Compagnie Financière Richemont, parent company of Net-a-Porter, is said to be considering an initial public offering of luxury online retailer as soon as next year.
Richemont has already mulled over a series of options for the the future of the London-based etailer and spoken to a series of banks for advice, according to unnamed sources, revealed Bloomberg late last week.
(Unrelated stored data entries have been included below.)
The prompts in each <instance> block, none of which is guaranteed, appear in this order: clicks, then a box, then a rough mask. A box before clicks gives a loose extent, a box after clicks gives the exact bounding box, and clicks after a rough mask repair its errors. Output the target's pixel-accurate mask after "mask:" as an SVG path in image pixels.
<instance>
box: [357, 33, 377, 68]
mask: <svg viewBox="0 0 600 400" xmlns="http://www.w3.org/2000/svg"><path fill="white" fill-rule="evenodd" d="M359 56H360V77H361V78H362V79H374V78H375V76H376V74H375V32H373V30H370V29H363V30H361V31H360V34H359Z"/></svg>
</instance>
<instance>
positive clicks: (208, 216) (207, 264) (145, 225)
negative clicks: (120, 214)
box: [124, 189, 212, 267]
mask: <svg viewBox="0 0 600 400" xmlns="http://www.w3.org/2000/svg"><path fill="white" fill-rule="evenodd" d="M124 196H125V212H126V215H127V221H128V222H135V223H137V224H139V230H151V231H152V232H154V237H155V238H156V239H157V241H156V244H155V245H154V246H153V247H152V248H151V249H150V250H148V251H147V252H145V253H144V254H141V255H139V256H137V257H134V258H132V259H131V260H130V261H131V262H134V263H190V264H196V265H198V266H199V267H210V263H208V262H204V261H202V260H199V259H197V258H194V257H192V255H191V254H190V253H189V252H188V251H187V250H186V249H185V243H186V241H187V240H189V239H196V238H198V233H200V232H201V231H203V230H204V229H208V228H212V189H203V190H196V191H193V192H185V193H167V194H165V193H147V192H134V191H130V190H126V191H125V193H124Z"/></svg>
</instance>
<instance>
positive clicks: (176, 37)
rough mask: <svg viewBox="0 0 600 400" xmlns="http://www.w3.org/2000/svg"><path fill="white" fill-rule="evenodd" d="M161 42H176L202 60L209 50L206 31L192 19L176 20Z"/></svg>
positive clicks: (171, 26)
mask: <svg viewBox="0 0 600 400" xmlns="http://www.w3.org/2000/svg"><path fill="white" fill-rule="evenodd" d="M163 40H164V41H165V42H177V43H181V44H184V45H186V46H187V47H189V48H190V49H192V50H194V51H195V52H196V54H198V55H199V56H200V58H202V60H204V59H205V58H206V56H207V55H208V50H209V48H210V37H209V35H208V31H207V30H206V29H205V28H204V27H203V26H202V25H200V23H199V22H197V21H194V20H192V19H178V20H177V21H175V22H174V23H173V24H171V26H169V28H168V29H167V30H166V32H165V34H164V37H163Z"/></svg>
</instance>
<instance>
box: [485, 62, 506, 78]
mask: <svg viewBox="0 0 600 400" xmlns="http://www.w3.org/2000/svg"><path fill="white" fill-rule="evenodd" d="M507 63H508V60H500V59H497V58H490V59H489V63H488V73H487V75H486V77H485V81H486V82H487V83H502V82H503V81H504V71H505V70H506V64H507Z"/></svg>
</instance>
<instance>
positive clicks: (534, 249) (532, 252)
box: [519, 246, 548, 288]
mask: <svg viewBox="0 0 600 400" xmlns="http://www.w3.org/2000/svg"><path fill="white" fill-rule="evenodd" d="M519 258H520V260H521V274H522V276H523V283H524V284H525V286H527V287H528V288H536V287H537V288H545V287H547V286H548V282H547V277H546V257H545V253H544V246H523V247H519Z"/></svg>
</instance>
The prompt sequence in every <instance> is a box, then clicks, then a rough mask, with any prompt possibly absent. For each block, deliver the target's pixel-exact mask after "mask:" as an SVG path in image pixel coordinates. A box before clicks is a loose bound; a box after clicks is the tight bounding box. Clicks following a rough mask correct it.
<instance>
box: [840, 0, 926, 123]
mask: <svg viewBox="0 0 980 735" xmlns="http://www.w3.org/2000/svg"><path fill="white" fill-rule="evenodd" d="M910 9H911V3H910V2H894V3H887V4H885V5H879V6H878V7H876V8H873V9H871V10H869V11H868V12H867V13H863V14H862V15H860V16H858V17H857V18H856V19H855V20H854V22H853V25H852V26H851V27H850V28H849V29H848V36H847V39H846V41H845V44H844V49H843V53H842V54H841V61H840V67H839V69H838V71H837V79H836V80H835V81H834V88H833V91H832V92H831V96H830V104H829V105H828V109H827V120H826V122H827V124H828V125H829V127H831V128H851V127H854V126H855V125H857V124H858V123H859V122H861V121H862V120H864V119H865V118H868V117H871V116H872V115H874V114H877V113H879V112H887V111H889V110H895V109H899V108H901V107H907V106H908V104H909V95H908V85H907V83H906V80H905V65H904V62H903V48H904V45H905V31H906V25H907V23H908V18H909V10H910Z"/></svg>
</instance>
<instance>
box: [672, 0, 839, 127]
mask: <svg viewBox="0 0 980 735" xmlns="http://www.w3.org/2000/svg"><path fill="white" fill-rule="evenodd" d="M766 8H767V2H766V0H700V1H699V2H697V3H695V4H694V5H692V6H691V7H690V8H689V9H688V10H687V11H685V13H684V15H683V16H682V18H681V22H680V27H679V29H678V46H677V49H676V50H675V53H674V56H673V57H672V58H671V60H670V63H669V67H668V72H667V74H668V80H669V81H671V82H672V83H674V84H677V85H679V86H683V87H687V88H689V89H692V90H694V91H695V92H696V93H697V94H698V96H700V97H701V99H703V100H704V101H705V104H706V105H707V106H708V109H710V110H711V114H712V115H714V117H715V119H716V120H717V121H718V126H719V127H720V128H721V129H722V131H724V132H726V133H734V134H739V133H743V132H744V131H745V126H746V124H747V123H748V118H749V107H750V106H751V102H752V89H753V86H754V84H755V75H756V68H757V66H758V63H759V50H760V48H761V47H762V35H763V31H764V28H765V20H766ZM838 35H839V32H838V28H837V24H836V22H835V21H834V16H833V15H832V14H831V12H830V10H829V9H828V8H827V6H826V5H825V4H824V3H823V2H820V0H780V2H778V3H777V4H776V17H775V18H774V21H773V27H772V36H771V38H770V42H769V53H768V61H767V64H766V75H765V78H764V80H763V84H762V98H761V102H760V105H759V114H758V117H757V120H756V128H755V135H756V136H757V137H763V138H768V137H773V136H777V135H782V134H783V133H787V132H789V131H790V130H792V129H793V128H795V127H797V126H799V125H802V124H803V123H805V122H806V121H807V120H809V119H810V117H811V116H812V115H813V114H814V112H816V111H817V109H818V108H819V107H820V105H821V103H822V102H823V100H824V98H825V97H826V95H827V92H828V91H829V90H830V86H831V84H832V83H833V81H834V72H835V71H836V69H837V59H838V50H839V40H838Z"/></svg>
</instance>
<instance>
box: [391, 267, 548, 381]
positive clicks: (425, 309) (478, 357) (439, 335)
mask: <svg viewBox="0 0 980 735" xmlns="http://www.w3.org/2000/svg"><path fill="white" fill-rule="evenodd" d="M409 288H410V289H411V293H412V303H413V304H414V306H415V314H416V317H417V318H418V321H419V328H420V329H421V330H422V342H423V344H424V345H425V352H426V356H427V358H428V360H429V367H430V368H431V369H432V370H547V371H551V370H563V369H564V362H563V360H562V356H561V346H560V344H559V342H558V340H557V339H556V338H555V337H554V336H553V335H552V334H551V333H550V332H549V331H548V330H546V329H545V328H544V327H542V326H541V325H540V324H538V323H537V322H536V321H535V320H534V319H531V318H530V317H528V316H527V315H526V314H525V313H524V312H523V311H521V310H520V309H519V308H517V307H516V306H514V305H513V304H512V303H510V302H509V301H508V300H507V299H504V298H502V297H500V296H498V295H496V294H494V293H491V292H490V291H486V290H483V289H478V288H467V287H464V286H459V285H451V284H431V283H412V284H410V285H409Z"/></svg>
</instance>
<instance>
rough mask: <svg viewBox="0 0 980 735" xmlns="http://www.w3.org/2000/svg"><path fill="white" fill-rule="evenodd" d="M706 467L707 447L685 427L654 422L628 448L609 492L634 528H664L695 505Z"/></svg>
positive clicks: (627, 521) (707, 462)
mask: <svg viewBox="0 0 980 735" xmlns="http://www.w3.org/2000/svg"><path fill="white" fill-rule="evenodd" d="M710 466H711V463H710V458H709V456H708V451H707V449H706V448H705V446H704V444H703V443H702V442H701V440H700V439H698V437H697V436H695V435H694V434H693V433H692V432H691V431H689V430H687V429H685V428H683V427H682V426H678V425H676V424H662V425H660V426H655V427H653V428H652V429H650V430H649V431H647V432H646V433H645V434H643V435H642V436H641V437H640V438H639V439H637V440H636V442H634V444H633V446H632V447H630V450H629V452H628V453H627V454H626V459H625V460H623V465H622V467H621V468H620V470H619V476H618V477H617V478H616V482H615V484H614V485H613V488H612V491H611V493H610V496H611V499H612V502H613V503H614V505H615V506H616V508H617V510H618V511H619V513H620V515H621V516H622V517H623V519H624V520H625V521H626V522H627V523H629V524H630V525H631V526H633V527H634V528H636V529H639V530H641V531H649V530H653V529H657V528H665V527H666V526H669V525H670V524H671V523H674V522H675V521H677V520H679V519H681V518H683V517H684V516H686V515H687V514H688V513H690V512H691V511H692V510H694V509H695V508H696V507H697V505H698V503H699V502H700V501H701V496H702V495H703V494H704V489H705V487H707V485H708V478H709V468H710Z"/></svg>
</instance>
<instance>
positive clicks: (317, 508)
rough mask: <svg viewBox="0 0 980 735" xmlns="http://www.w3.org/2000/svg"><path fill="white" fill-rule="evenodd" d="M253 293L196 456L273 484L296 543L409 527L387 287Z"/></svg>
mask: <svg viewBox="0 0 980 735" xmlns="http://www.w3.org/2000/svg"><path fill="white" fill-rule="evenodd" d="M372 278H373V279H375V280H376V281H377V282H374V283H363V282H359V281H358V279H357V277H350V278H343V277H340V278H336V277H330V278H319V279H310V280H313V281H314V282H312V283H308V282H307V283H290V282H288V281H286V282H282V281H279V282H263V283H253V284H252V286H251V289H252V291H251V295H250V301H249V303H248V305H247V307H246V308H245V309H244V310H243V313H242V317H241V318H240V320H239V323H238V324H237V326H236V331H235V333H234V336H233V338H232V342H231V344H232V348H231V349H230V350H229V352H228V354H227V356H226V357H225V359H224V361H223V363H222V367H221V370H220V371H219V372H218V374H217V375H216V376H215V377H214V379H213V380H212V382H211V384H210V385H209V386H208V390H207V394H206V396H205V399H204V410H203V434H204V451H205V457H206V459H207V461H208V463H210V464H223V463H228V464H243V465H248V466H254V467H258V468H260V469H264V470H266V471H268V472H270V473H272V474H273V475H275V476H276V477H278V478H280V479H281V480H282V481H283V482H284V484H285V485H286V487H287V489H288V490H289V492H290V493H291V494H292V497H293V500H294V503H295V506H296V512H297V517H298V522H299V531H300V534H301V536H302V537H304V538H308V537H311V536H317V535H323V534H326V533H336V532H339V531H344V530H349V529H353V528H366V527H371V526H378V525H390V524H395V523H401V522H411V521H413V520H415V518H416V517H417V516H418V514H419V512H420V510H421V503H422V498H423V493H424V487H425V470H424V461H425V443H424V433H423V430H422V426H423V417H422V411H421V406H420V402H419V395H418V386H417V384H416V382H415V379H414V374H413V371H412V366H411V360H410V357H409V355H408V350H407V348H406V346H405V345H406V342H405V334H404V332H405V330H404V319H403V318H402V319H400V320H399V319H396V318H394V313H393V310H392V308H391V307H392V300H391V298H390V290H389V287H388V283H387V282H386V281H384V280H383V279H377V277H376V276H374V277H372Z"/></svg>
The Swiss-based luxury holding company may also consider a sale, but nothing is definite as of yet.
Either a sale or an IPO would make “sense” for the online retailer, said Rene Weber, an analyst at Bank Vontobel to Bloomberg, noting he had a preference for a future sale. “Online retailers don’t belong to luxury-goods companies in the long term.” He estimates Net-a-Porter's sales hit 580 million euros in the year to March, and will reach approximately 660 million euros for fiscal 2015.
The company, which owns bands such as Cartier, Jaeger-LeCoultre, Montblanc, and Van Cleef & Arpel, previously acquired the remaining two-thirds of Net-a-Porter it did not own in 2010, to boost its position in the luxury internet retailing field. Richemont denied rumors of an impending sale last October, after reports emerged of private talks with Italian rival group Yoox.
At the time, internal sourced revealed to Reuters that a potential deal with Yoox had been explored by Richemont, but was ultimately strike off by Net-a-Porter founder Natalie Massenet.